- Born: 8 May 2002 (age 24) Tallinn, Estonia
- Height: 170 cm (5 ft 7 in)

Gymnastics career
- Discipline: Rhythmic gymnastics
- Country represented: Estonia (2019-)
- Club: SK Nord
- Head coaches: Natalja Bestsastnaja, Irina Stadnik
- Medal record
Representing Estonia
Rhythmic gymnastics
| Event | 1st | 2nd | 3rd |
| Grand Prix Series | 0 | 1 | 3 |
| European Championships | 0 | 0 | 1 |
| Total | 0 | 1 | 4 |
European Championships
| Bronze medal – third place | 2020 Kyiv | 5 Balls |

= Arina Okamanchuk =

Estonian rhythmic gymnast (born 2002)

Arina Okamanchuk (born 8 May 2002) is an Estonian rhythmic gymnast. She won bronze with 5 balls at the 2020 European Championships.

== Personal life ==
She took up rhythmic gymnastics in 2006 because her mother is a gymnastics' coach. Arina speaks Estonian, English and Russian. Her ambition is to compete at the Olympic Games like her idols Dina and Arina Averina. She stated that "the biggest challenge in gymnastics is overcoming yourself". Outside the gym her hobbies are walking by the sea and reading. She and swimmer Eneli Jefimova received the 2020 Pride of Sport of Sillamae award in Estonia.

== Career ==
Okamanchuk integrated the Estonian national group in 2019, taking part in the World Championships in Baku where the group finished 19th in the All-Around and with 5 balls and 18th with 3 hoops + 4 clubs.

In 2020 the season was cut short due to the COVID-19 pandemic but she competed at the 2020 European Championships in Kyiv, where her and her teammates Laurabell Kabrits, Evelin Naptal, Carmely Reiska and Alina Vesselova made history by winning Estonia's first European medal: bronze in the 5 balls final, behind Ukraine and Israel.
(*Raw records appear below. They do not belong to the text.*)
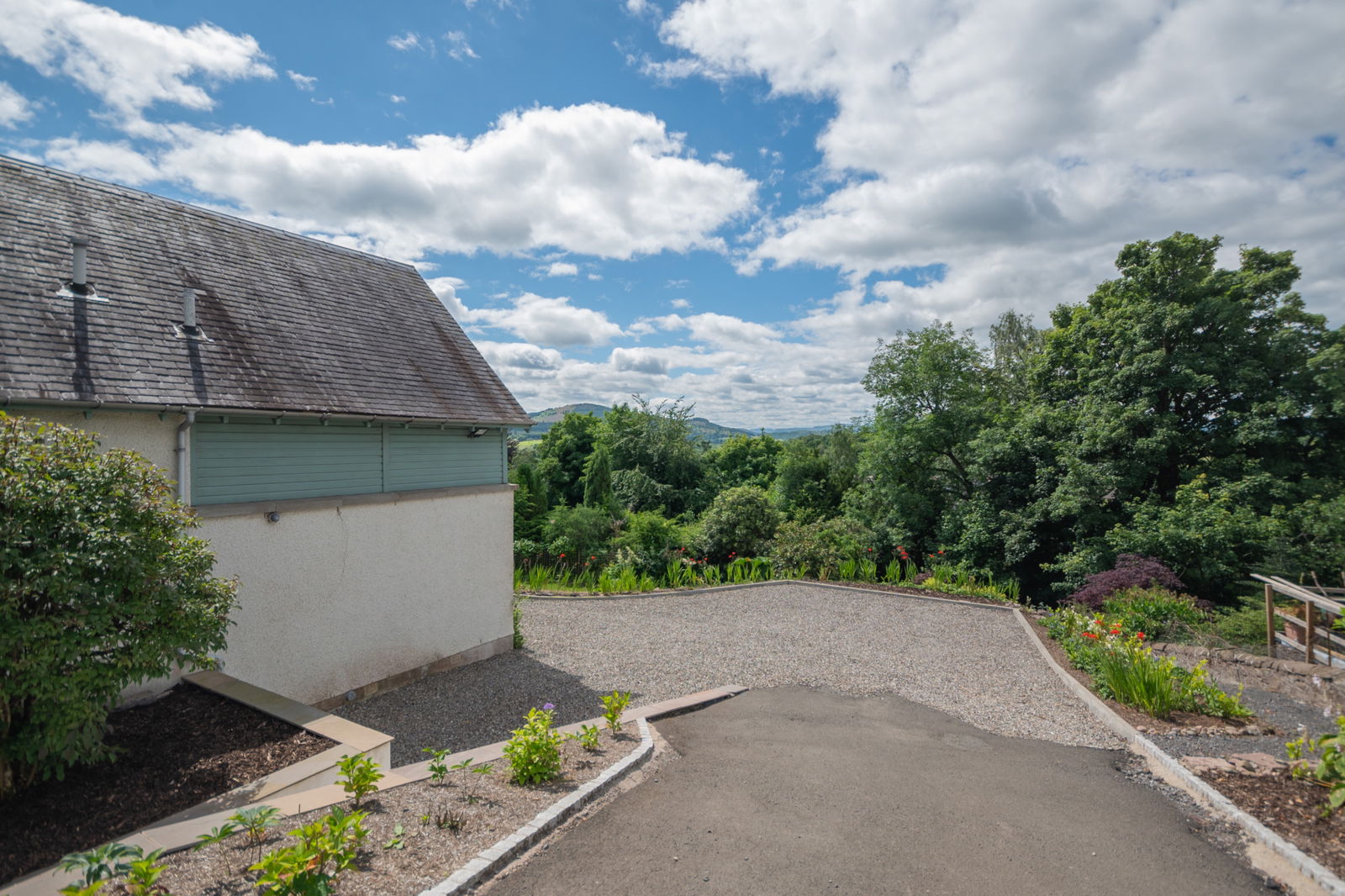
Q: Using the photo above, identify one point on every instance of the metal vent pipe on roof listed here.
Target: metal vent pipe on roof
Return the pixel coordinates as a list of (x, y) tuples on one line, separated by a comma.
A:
[(80, 279), (188, 309)]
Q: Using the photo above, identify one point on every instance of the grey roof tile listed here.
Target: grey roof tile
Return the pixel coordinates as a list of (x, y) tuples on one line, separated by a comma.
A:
[(296, 324)]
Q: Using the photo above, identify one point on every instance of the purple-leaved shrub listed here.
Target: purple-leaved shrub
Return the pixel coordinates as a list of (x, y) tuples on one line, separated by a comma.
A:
[(1131, 571)]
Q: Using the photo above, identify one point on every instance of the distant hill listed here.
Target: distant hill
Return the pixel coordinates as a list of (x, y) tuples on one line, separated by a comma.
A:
[(701, 428)]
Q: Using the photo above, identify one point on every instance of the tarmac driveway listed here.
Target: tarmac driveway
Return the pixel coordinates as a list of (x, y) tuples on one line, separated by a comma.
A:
[(798, 790)]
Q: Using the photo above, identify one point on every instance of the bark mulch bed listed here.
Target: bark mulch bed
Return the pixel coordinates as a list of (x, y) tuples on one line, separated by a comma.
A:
[(178, 751), (428, 853), (1293, 809)]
In 2021 Arina took part in the World Championships in Kitakyushu, Japan. The Estonian group made of Arina, Laurabell Kabrits, Evelin Naptal, Carmely Reiska, Alina Vesselova finished 13th in the All-Around and both the routines.

She was selected for the 2022 European Championships in Tel Aviv, the group finished 15th in the All-Around, 18th with 5 hoops and 9th with 3 ribbons + 2 balls. In September she participated in the World Championships in Sofia, where she along with teammates Adelina Beljajeva, Mirtel Korbelainen, Kiara Oja, Evelin Naptal, Alina Vesselova was 20th in the All-Around, 15th with 5 hoops and 18th with 3 ribbons + 2 balls.